Technical publications concerning ILC

Lab proficiency testing: Proposals for limits that balance risks of triggering false alerts and lack of true alerts

PT is based on scores that shall not overcome limits, (typically 2 and 3 for bias) checking whether participants pertain the main population. These limits are always conventional and associated theoretical α risks are not always same (limits 2 and 3 correspond to 2,275% and 0,135% while ISO 5725-2 considers 1% and 5% risks). Usual practice using 2 warning levels enables to distinguish doubtful and bad performances. However, probabilities to fail to declare participants results as outliers (β risk) are not considered with these limits. In this study, we defined a “doubtful” zone as where both α and β risks are low and balanced rather than ignoring the β risk. This avoids the usual situations where β is very large, i.e. PT with very low power. We determined corresponding limits for assessing bias and repeatability with α=β=1% at a level of confidence of 90%. For bias, these “bands of doubt” are close to usual ones when n=110, enlarged for lower values of n and vice-versa. We also determined limits using non-parametric methods, then expressed as ranks rather than scores. Unsurprisingly, this is less efficient and powerful and should be used only when parametric methods cannot be used.

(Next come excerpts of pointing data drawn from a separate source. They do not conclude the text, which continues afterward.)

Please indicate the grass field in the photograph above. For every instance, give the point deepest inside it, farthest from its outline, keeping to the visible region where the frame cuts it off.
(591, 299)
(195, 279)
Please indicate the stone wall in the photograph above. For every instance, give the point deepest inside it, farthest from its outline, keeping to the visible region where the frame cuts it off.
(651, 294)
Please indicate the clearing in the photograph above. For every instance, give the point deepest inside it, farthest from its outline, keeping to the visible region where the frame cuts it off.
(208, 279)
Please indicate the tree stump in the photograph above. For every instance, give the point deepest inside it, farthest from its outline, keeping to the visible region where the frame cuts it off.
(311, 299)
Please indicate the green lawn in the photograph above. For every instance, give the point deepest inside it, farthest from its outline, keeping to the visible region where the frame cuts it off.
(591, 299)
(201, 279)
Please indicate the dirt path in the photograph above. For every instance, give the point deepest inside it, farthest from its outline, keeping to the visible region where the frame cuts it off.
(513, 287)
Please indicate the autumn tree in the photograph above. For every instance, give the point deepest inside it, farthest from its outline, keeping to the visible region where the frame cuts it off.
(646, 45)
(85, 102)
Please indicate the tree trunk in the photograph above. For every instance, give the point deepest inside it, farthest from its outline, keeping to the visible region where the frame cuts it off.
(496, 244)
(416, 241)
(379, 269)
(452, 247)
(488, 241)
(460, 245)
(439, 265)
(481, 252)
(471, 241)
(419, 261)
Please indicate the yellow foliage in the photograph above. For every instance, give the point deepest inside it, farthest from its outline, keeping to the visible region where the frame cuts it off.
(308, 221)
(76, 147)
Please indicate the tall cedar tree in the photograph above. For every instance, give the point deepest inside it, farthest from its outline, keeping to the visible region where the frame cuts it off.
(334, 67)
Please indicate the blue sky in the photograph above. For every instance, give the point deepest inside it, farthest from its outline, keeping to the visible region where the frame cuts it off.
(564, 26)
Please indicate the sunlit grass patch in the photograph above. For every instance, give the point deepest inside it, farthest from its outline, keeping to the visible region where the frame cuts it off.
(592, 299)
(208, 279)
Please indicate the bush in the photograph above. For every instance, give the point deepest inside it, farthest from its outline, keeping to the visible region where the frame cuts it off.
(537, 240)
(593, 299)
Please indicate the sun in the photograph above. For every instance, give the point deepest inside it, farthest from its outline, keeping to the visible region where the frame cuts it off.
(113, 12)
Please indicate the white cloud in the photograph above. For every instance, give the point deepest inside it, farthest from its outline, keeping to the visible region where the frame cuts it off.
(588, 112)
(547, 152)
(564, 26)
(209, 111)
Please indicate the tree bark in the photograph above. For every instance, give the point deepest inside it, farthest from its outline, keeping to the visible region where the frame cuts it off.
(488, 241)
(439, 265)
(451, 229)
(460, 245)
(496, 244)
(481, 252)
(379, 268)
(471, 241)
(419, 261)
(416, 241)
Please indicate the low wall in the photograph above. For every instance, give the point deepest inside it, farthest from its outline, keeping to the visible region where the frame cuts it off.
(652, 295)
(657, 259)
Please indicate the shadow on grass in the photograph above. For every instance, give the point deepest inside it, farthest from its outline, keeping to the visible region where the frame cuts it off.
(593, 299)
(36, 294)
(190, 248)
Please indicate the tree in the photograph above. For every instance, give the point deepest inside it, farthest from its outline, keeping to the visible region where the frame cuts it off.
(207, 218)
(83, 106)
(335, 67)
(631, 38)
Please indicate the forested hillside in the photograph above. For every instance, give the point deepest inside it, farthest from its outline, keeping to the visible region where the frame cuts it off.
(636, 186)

Download the full text: Proposals for balanced limits of alerts

Proficiency testing of repeatability

Repeatability is a main feature of the performance of a laboratory. However, ISO 13528 does provide much information about this issue and tools of ISO 5725-2 (i.e. Cochran algorithm and Mandel k-scores) are intended to identify outliers rather than to assess performance of participants. To address this issue, we developed a new “zr-score” based on the well-known equation of distribution of estimates of standard deviations. The conditions of validity of any assessment of repeatability are discussed (i.e. adequate statistical parameters, homoscedasticity, methods to determine an assigned value of repeatability, heterogeneity of test specimens and relationship with scheme of experiments, outliers, …). The PT scheme needs to be well designed to put in light the true values of repeatability standard deviations of participants. A Monte-Carlo study was used to check effectiveness and power of the assessment of repeatability, using zr-score, Mandel k-scores and Cochran algorithm (methods of ISO 13528 appeared very poor and were not included). zr-score appeared to be the simplest and the most effective of the 3. Moreover, the 3 methods appeared quite powerful to detect all or almost all outliers, even with only 10 participants.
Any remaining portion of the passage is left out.